Volume 2, Issue 2 (1973)
Effects of Peers on Preschool Performance of Low-Income Children
H.M. Rosenfeld, P. Gunnell
It is widely recognized that children from economically and socially disadvantaged families often have not performed at the level of their “middle-class” age-mates in the typical classroom setting. There has been much disagreement, however, about the determinants of such performance discrepancies, and consequently about what procedures would best improve the situation. The low performances could be attributed to at least three basic sources: inability to learn, failure to have learned, and lack of motivation to perform. Unfortunately one cannot select from among the possibilities simply by observation of the child’s performance. Yet each explanation has a different implication for remedial efforts. If the entering school child suffers from a chronic incapacity to learn, whether due to hereditary or prior environmental limitation, one would wish to provide him with less competitive and frustrating demands than are required of more competent classroom performers.
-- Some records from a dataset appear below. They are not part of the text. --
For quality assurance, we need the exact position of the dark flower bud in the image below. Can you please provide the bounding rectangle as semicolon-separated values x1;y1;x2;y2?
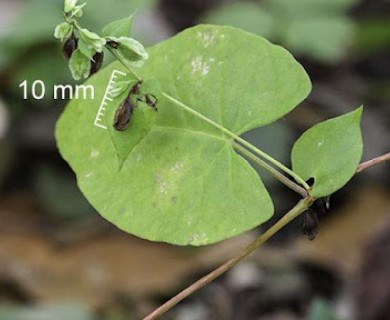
302;210;320;240
90;52;104;76
62;33;78;60
114;97;135;131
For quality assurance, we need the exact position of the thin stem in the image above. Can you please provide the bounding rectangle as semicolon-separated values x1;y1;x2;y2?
356;152;390;173
163;93;310;190
233;142;307;198
143;198;313;320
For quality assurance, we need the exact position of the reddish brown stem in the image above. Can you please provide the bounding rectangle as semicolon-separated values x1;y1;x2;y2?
143;153;390;320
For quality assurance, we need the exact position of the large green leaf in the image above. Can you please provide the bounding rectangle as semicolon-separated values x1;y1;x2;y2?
56;26;311;245
292;108;363;198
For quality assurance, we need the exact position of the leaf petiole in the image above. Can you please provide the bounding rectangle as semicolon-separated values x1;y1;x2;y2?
233;142;307;198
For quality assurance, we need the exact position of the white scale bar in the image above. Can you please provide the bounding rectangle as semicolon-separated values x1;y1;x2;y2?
95;70;126;130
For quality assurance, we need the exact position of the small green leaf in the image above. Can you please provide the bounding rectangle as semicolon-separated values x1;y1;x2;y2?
292;107;363;198
64;0;78;13
54;22;73;42
69;49;91;80
102;15;134;38
72;3;87;18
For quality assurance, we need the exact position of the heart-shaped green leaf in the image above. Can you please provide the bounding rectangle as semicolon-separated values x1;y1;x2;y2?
56;26;311;245
292;108;363;198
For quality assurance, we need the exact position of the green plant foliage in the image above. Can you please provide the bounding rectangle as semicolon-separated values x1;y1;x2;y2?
202;0;357;63
102;15;133;38
306;299;340;320
56;26;311;246
292;108;363;198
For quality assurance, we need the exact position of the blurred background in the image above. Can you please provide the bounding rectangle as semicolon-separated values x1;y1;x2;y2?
0;0;390;320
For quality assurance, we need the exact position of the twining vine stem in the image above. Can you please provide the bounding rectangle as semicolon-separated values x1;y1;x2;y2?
143;198;314;320
143;152;390;320
233;142;307;198
356;152;390;173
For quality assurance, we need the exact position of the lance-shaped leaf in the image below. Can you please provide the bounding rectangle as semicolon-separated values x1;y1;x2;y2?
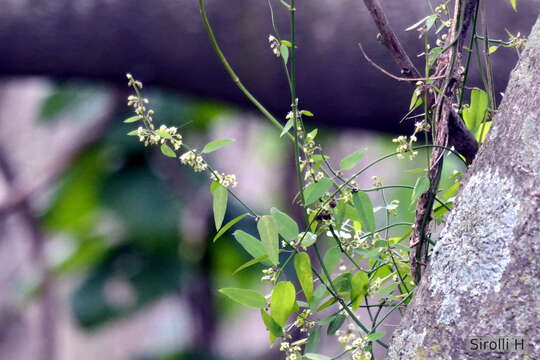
351;271;369;310
270;281;296;327
304;178;334;205
202;139;234;154
339;149;366;170
257;215;279;265
270;208;298;241
219;288;266;309
353;191;375;232
294;252;313;302
210;181;229;230
213;214;248;242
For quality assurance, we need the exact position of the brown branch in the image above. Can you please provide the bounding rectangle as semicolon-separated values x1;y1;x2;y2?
358;43;444;82
364;0;421;78
409;0;478;284
358;0;478;164
0;90;125;217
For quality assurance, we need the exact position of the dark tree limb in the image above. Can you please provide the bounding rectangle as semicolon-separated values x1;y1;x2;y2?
362;0;478;163
0;90;126;218
0;148;57;360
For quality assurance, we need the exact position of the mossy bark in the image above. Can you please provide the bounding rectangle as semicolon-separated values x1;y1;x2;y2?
388;15;540;360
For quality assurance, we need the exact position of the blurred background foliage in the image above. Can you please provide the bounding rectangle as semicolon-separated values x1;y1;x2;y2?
0;77;460;360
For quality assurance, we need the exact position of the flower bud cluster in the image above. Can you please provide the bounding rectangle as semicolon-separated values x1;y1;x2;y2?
180;150;208;172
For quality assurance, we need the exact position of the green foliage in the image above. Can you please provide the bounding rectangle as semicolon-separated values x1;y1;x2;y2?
219;288;266;309
257;215;279;265
211;181;229;230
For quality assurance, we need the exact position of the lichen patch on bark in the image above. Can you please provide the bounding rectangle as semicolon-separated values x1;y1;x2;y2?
428;170;520;325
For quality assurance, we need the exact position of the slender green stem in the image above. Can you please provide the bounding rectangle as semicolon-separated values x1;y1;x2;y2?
199;0;293;140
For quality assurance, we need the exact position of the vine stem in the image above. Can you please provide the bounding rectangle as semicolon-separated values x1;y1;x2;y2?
199;0;294;140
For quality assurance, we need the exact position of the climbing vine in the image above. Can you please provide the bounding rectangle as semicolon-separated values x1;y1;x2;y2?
125;0;524;360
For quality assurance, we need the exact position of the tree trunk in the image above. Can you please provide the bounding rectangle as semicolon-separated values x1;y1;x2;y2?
0;0;540;133
388;15;540;360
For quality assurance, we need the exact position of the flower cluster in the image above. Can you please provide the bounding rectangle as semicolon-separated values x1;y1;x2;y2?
210;173;238;187
180;150;208;172
268;35;281;57
294;309;317;333
261;267;278;282
336;324;371;360
392;135;418;160
279;340;302;360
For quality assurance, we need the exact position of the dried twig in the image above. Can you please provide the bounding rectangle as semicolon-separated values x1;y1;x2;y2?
358;0;478;163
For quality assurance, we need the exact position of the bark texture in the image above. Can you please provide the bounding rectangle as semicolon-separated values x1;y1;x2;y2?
0;0;540;133
388;15;540;360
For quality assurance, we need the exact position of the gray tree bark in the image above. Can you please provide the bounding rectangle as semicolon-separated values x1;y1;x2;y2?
388;15;540;360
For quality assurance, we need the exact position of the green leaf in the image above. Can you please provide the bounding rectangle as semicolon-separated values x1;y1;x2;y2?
317;297;337;312
219;288;266;309
279;44;289;64
261;309;283;342
294;252;313;302
411;176;429;204
304;327;321;353
279;119;294;137
405;15;436;31
304;353;332;360
156;129;172;140
124;115;142;124
409;89;422;111
353;191;375;233
270;208;298;242
427;47;443;68
488;45;499;55
233;255;268;275
233;230;267;259
160;144;176;158
211;181;229;230
339;149;366;170
323;247;341;275
326;314;347;336
202;139;235;154
426;15;439;31
367;331;386;341
304;178;334;206
270;281;296;327
212;213;248;242
281;40;292;47
309;285;328;312
257;215;279;265
351;271;369;310
462;88;489;135
299;231;317;250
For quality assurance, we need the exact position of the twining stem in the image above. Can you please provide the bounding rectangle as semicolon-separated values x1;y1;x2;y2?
199;0;294;140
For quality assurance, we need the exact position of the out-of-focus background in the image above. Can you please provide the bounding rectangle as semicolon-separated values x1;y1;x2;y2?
0;0;540;360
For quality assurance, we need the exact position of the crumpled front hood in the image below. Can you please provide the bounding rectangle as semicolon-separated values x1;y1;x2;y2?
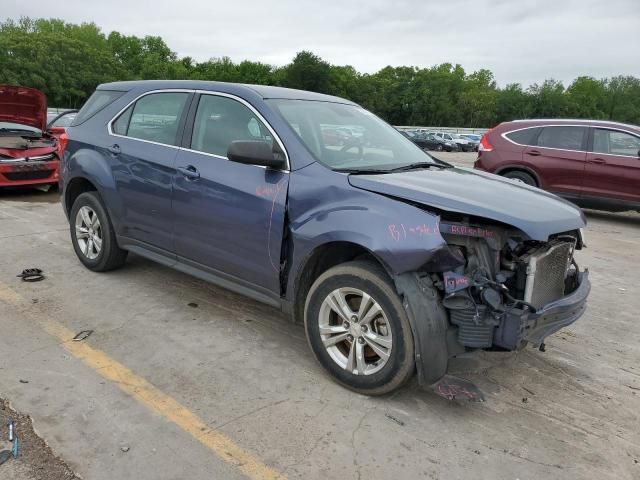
0;85;47;132
349;168;586;241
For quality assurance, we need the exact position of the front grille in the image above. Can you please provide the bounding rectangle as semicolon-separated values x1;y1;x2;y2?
524;242;575;308
3;170;53;180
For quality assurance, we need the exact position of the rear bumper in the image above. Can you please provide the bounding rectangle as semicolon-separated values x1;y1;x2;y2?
0;160;60;187
493;270;591;350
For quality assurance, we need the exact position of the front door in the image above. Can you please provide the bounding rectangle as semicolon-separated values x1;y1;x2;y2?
173;94;289;294
583;128;640;203
522;125;587;198
107;91;192;252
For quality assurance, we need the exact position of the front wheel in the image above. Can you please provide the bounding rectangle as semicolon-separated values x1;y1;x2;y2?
304;261;415;395
69;192;127;272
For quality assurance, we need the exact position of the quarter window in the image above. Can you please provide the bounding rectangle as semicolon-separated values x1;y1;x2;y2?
505;127;540;145
111;92;189;145
111;105;133;135
593;128;640;157
191;95;273;157
538;127;587;150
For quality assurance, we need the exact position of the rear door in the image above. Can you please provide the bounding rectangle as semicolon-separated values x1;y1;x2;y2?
583;127;640;202
173;93;289;296
107;90;193;252
522;125;588;197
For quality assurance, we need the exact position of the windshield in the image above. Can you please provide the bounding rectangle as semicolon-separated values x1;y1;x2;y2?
267;99;443;172
0;122;42;137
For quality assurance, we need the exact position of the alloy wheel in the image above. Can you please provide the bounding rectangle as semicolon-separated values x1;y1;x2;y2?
75;206;102;260
318;288;393;375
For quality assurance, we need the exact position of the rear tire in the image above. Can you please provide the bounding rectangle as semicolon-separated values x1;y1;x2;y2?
502;170;538;187
69;192;127;272
304;261;415;395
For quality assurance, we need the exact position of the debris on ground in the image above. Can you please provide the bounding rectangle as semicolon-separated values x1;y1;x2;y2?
384;413;404;427
0;398;80;480
0;450;11;465
431;375;484;402
16;268;44;282
73;330;93;342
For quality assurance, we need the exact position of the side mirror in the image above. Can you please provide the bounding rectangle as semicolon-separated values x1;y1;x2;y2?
227;140;285;168
48;127;67;135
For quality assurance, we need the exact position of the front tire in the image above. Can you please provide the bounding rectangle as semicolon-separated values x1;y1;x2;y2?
69;192;127;272
304;261;415;395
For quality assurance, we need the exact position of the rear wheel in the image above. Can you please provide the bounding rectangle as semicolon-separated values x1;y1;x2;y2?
304;261;415;395
502;170;538;187
69;192;127;272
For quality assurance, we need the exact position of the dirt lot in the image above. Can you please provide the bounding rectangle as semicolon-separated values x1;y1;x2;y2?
0;154;640;480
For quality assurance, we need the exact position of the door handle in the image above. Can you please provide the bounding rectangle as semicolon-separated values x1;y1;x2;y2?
176;165;200;180
107;143;121;155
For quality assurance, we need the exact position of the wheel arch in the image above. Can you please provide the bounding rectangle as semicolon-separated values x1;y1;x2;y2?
64;177;99;217
495;165;542;188
290;241;393;321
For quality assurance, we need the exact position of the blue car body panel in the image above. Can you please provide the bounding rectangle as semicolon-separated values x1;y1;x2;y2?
61;81;588;381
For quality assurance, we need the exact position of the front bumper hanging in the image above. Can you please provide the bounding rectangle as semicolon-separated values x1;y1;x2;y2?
493;270;591;350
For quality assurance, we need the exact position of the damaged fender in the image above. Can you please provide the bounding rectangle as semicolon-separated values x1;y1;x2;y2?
288;165;449;282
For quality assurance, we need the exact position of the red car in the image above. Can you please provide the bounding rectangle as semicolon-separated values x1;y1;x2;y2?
474;120;640;211
0;85;66;187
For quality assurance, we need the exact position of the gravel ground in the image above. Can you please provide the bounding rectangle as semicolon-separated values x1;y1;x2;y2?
0;398;78;480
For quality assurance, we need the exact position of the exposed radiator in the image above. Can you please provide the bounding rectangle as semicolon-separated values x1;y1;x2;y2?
524;241;575;308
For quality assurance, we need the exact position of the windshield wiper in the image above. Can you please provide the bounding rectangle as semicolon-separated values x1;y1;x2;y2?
333;168;390;175
0;127;38;138
334;162;453;175
388;162;453;172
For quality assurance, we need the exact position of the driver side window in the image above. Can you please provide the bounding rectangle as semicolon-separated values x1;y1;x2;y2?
191;95;273;158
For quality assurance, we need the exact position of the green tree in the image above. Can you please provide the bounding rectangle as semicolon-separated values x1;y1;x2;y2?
284;51;331;93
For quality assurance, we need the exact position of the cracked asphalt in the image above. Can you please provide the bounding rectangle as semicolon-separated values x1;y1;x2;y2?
0;154;640;480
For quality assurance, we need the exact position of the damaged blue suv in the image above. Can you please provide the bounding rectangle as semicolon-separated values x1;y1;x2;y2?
60;81;590;397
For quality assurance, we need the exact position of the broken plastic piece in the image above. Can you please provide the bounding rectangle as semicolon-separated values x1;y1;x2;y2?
16;268;44;282
0;450;11;465
11;437;20;458
432;375;484;402
73;330;93;342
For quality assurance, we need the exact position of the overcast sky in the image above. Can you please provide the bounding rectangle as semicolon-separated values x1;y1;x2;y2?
5;0;640;86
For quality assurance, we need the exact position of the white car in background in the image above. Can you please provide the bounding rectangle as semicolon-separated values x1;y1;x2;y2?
433;132;475;152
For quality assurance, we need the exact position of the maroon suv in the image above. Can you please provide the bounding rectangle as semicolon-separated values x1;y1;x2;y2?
474;120;640;211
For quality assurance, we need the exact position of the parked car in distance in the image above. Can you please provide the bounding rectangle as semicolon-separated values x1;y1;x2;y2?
0;85;66;187
433;132;474;152
474;119;640;210
61;81;590;395
400;130;458;152
460;133;482;152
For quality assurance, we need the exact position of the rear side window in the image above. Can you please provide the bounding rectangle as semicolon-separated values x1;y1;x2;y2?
71;90;125;126
593;128;640;157
111;92;189;145
538;127;587;150
505;127;540;145
191;95;273;157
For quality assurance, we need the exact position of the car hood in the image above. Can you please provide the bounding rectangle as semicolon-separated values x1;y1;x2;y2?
349;168;586;241
0;85;47;132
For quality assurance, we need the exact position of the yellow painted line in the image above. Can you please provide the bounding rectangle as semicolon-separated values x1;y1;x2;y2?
0;282;286;480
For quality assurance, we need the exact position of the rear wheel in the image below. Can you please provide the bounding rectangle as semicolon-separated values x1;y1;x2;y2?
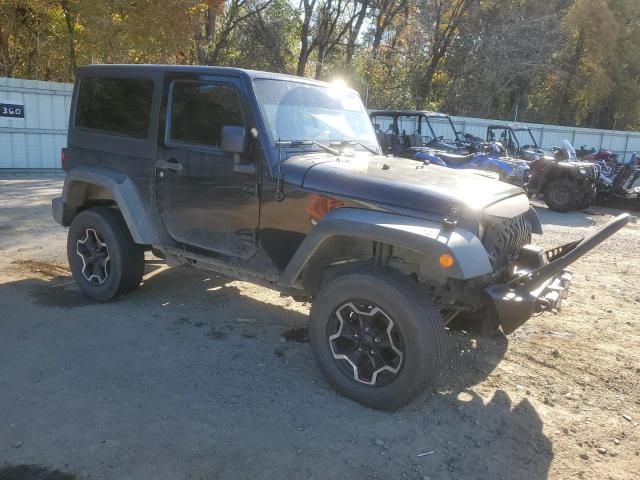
309;269;445;410
67;207;144;302
544;178;581;212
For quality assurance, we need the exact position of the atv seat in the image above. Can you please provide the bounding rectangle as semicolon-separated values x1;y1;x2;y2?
405;132;424;147
435;152;474;165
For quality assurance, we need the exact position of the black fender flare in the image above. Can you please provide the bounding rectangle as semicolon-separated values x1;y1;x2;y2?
278;208;493;287
53;165;161;245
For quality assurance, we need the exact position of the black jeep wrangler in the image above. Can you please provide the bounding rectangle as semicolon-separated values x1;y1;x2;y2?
53;65;628;409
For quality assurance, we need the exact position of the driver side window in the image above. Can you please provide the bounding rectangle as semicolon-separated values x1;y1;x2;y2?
167;80;244;148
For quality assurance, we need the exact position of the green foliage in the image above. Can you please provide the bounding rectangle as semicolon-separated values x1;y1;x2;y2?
0;0;640;129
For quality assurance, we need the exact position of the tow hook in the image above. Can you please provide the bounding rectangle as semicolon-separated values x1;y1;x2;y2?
534;270;573;313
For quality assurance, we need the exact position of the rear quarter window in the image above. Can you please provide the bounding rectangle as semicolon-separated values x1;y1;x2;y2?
75;77;153;139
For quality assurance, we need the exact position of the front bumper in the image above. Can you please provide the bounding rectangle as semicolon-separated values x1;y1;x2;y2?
485;213;631;334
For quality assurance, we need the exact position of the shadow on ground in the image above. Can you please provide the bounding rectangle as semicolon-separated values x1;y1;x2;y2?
0;262;553;480
0;465;76;480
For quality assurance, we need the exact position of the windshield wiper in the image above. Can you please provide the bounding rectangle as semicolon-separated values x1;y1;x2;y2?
329;140;380;155
276;140;340;157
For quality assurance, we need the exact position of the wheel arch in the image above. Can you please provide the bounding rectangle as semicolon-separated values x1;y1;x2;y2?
279;208;492;292
60;166;160;245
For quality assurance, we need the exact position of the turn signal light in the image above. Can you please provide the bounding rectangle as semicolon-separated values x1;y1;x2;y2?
307;195;344;225
439;253;453;268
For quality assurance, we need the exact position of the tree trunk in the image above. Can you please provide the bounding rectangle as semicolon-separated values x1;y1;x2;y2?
60;0;78;80
0;8;17;77
344;0;369;66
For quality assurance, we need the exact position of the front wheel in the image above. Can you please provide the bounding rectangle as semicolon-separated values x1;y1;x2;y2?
309;269;445;410
544;178;580;212
67;207;144;302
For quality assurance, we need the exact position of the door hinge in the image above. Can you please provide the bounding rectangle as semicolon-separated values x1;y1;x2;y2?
240;183;260;198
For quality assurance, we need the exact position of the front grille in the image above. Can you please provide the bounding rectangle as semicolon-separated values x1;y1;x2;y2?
482;214;531;272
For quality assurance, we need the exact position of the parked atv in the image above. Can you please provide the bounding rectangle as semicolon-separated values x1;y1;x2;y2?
369;110;473;158
487;125;600;212
598;153;640;209
370;110;529;187
576;146;621;179
415;142;530;190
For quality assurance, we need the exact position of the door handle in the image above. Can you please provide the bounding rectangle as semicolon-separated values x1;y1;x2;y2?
156;158;184;172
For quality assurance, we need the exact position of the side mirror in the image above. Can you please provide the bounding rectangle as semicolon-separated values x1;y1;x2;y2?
222;125;248;155
221;125;256;175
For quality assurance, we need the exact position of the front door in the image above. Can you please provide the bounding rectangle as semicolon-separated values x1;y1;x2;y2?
156;77;260;258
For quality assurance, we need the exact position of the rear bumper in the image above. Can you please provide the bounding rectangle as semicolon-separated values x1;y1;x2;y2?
51;197;77;227
485;213;630;334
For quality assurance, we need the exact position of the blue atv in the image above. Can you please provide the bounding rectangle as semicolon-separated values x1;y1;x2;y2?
414;142;530;189
370;110;530;188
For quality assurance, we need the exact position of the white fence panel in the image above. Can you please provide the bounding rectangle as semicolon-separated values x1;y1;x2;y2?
0;78;73;170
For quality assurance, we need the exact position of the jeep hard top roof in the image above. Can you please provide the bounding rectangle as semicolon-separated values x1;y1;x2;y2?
369;110;449;118
487;124;531;132
78;64;336;85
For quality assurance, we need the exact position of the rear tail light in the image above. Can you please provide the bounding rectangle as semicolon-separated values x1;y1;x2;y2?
307;195;344;225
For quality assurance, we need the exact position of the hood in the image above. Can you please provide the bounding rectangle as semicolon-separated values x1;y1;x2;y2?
282;154;529;217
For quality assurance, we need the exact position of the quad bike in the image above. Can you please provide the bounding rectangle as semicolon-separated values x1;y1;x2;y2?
369;110;474;158
370;110;529;187
578;147;620;178
415;142;530;189
487;125;600;212
598;154;640;209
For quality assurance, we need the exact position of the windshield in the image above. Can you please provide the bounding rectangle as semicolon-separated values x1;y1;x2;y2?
253;79;378;148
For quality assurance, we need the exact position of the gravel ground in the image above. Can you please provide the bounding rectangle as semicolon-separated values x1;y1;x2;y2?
0;177;640;480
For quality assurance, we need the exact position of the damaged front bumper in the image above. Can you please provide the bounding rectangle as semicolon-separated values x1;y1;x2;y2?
485;213;631;334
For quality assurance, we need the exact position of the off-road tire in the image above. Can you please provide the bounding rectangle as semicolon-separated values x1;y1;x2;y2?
67;207;144;302
544;178;582;212
309;268;445;410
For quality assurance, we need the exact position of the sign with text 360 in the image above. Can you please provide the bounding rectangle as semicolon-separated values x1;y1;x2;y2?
0;99;24;118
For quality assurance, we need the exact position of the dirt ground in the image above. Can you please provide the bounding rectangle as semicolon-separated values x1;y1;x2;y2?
0;177;640;480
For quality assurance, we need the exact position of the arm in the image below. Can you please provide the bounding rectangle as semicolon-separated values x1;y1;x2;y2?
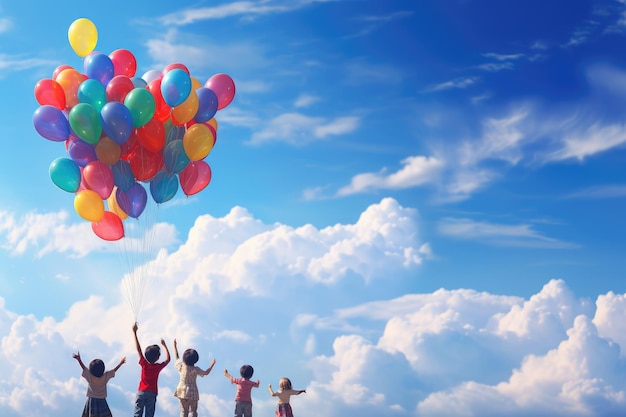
72;352;87;369
161;339;171;364
113;356;126;372
174;339;180;360
133;323;145;359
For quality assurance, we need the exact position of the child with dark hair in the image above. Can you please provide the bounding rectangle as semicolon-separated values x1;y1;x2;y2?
267;378;306;417
174;339;215;417
224;365;261;417
72;352;126;417
133;323;170;417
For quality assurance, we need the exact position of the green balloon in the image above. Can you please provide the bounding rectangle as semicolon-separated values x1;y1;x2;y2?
69;103;102;145
49;158;81;193
124;88;156;127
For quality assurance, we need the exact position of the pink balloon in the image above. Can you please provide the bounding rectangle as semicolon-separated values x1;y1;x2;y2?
178;160;211;196
83;161;115;200
204;74;235;110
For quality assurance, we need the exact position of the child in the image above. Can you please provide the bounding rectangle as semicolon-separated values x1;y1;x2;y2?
133;323;170;417
72;352;126;417
267;378;306;417
174;339;215;417
224;365;261;417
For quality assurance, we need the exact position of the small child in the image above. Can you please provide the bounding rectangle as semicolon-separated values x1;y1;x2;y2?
133;323;170;417
174;339;215;417
267;378;306;417
72;352;126;417
224;365;261;417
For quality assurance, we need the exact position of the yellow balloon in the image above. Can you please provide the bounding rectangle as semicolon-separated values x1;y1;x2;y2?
183;123;215;161
172;90;199;125
67;17;98;56
74;190;104;222
107;187;128;220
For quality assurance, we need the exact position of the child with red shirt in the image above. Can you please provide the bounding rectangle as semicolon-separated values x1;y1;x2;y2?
133;323;170;417
224;365;261;417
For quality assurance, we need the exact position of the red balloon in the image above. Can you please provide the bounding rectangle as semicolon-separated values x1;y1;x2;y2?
109;49;137;78
137;117;165;152
91;211;124;241
178;160;211;196
35;78;65;110
204;74;235;110
106;75;135;104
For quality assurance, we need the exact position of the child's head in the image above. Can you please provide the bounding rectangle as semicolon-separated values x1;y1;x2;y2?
144;345;161;363
239;365;254;379
278;378;291;390
89;359;104;377
183;349;200;366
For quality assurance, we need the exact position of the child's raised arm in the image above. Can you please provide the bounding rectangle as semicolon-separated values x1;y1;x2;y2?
72;352;87;369
113;356;126;372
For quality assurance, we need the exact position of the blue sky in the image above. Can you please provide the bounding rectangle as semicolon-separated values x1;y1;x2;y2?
0;0;626;417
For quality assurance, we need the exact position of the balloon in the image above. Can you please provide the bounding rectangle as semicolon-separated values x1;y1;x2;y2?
100;101;133;145
178;161;211;196
35;78;65;110
109;49;137;78
183;123;215;161
161;68;191;107
146;78;171;122
69;103;102;145
95;136;122;165
107;188;128;220
115;182;148;219
128;146;163;181
83;161;114;200
163;139;189;174
193;87;218;123
204;74;235;110
33;104;70;142
150;171;178;204
137;118;165;152
91;211;124;241
74;190;104;222
49;158;81;193
124;88;156;127
67;136;98;167
106;75;135;103
55;68;85;108
84;52;115;87
172;90;198;125
77;79;107;111
111;159;135;191
67;18;98;57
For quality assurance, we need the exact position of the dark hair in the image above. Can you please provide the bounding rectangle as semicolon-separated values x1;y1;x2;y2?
89;359;104;377
144;345;161;363
183;349;200;366
239;365;254;379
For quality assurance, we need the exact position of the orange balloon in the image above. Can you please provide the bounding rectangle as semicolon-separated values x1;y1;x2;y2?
74;190;104;222
183;123;215;161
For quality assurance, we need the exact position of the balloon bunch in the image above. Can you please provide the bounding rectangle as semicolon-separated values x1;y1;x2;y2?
33;18;235;241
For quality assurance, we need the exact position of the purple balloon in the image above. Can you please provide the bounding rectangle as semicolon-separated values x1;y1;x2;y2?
193;87;217;123
115;182;148;219
67;136;98;167
100;101;133;145
33;104;70;142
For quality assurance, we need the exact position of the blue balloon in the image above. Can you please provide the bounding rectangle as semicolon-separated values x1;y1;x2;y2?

If, on the other hand, the child is capable of learning the prerequisites of typical classroom work, but has not had the opportunity to acquire them, a remedial program would be in order. Finally, if the child actually had acquired the repertoire for adequate performance but his school environment had failed to provide the motivating circumstances to facilitate this performance, one would consider rearranging environmental cues and the contingencies of their presentation to the child.